Seine Kolumne („Tagebuch“) hat er auch danach einfach immer weiter geschrieben, sie erscheint bis heute jeden Sonntag. Winheim ist damit der dienstälteste Autor des KURIER. „Ich schreibe die Kolumne eigentlich nur noch, damit das Hirn ein bissl was arbeitet“, sagt er. Das Honorar sei jedenfalls kein Argument. „Ich hab mir ausgerechnet, dass ich für die vierzeiligen Wiener-Liga-Berichte damals als 16-Jähriger in Relation mehr bekommen habe als heute für eine Kolumne.“
Als die Leichtathletin (und spätere Innenministerin) Liese Prokop 1969 in der Südstadt einen Weltrekord im Fünfkampf aufstellte, war Winheim nicht nur als Berichterstatter dabei. „Der Gunnar Prokop, ihr Mann und Trainer, hat mir einen Besen in die Hand gedrückt“, erzählt er. „Ich hab vor dem Weitsprung die Anlaufbahn freigekehrt – und später habe ich dann darüber geschrieben. Absurd, aus heutiger Sicht.“
Nah am Mann
Überhaupt waren die Journalisten früher näher dran an den Sportlerinnen und Sportlern – manchmal auch zu nahe, wie Winheim selbstkritisch anmerkt. „Im Skiweltcup kämpfst du zusammen gegen Eis und Schnee. Einmal hilft der Skifahrer dem Journalisten, wenn der mit dem Auto auf einer Passstraße hängen geblieben ist, einmal ist es umgekehrt. Die Gefahr ist natürlich, dass man sich zu sehr verhabert.“
Den Fußballer und Trainer Josef Hickersberger und den Abfahrtsläufer Uli Spieß bezeichnet Winheim heute als Freunde. Die beiden gehören auch zu den wenigen Sportlern, die ihre KURIER-Kolumnen tatsächlich selbst geschrieben haben. (Normalerweise entstehen diese Texte im Gespräch mit den Sportlern und werden vom Redakteur ausformuliert.)

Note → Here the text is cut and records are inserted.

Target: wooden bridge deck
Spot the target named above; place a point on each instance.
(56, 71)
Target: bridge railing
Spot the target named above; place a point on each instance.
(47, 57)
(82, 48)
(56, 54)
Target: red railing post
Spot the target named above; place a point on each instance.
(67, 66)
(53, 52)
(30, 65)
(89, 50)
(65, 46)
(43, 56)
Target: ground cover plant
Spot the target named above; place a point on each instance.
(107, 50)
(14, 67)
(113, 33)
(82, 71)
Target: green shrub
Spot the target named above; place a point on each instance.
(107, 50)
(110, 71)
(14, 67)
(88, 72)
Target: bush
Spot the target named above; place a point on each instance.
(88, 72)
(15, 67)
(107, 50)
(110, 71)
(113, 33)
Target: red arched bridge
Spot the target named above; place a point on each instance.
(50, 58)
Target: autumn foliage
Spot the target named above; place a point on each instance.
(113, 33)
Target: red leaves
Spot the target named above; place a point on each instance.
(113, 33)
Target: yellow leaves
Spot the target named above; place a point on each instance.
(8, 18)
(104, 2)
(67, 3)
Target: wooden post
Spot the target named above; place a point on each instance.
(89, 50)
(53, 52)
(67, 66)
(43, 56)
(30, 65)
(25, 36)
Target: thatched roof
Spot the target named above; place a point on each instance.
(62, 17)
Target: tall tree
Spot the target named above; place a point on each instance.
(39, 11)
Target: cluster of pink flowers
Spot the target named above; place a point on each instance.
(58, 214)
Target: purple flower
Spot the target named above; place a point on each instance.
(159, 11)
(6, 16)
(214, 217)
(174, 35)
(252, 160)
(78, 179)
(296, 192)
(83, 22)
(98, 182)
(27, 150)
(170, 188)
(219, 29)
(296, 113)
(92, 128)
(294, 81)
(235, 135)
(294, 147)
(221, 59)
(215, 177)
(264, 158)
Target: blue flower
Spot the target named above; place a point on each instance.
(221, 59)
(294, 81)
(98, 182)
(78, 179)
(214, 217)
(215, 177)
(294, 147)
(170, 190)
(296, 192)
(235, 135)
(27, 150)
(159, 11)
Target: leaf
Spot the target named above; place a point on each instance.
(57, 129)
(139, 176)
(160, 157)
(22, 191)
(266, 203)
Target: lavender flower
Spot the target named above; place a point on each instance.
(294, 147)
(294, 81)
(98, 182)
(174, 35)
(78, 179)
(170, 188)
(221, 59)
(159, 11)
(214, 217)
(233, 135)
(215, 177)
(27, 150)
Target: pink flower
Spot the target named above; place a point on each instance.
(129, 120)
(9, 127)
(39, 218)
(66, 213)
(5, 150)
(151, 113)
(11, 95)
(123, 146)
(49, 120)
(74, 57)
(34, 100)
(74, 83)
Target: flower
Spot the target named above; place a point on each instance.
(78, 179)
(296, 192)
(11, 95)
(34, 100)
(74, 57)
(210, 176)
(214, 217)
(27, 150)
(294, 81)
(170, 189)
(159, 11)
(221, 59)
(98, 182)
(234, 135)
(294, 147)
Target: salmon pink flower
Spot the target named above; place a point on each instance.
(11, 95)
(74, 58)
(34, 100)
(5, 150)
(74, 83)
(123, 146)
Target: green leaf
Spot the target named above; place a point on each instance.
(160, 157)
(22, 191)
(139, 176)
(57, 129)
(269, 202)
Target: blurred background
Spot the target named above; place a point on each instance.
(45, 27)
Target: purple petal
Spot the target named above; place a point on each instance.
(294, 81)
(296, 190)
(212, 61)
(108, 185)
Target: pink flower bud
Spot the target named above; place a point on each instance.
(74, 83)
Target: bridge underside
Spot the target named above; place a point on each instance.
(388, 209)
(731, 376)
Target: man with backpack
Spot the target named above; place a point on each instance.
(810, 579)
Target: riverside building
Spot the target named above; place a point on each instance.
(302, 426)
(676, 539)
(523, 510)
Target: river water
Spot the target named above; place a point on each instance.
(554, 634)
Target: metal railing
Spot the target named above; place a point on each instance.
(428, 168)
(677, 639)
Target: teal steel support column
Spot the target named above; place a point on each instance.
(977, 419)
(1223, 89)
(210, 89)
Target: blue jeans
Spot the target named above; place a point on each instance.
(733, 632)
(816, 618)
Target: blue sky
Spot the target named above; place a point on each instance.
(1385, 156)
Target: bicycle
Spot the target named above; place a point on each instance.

Auch mit dem Skiweltmeister Harti Weirather ist Winheim befreundet. „Mit dem bin ich einmal vor dem entscheidenden letzten Abfahrtsrennen in Aspen Abendessen gegangen – das wäre heute undenkbar. Er hat den Weltcup dann übrigens trotzdem gewonnen.“
Damals hatte noch nicht jeder Sportler seinen eigenen Pressebetreuer, es gab keine Message Control, und Reporter sahen Dinge, die heute tunlichst vor ihnen verborgen bleiben. Nach dem legendären 3:2 gegen Deutschland 1978 in Córdoba etwa war Wolfgang Winheim in der Kabine und sah Herbert Prohaska weinen. „Aber nicht aus Freude, sondern weil Tormann Friedl Koncilia ihn gerade niedergebrüllt hatte. Er fand, dass der Schneckerl vor dem 2:2 der Deutschen nicht hoch genug gesprungen ist. Der Kurt Jara wiederum ist in einer Ecke gesessen und hat mit Teamchef Senekowitsch nichts geredet, weil er nicht aufgestellt war. Das kriegst du dort alles mit! Heute kommst du nicht einmal mehr in die Nähe der Kabine.“
Lange Leitung
Auch die technischen Entwicklungsschritte, die Winheim im Lauf seiner Karriere mitgemacht hat, waren enorm. Die längste Zeit mussten Texte telefonisch durchgegeben werden – was nicht selten daran scheiterte, dass keine Verbindung zustande kam. „Ich bin oft stundenlang vor dem Telefon gesessen und hab gewartet.“
Das erste Handy hatten die KURIER-Sportreporter 1988 bei den Olympischen Winterspielen in Calgary dabei („Die Kollegen von der Kronen Zeitung haben geglaubt, das ist ein Schmäh“). Bei den Sommerspielen in Seoul waren sie dann erstmals mit Laptops ausgestattet. Viel praktischer als ein Festnetztelefon waren die auch nicht immer. Bei der Ski-WM in Vail 1999 war Winheim einmal Zeuge, wie ein von seinem fehleranfälligen Gerät entnervter Kollege so lange auf seinem Laptop herumtrampelte, bis dieser endlich ganz kaputt war.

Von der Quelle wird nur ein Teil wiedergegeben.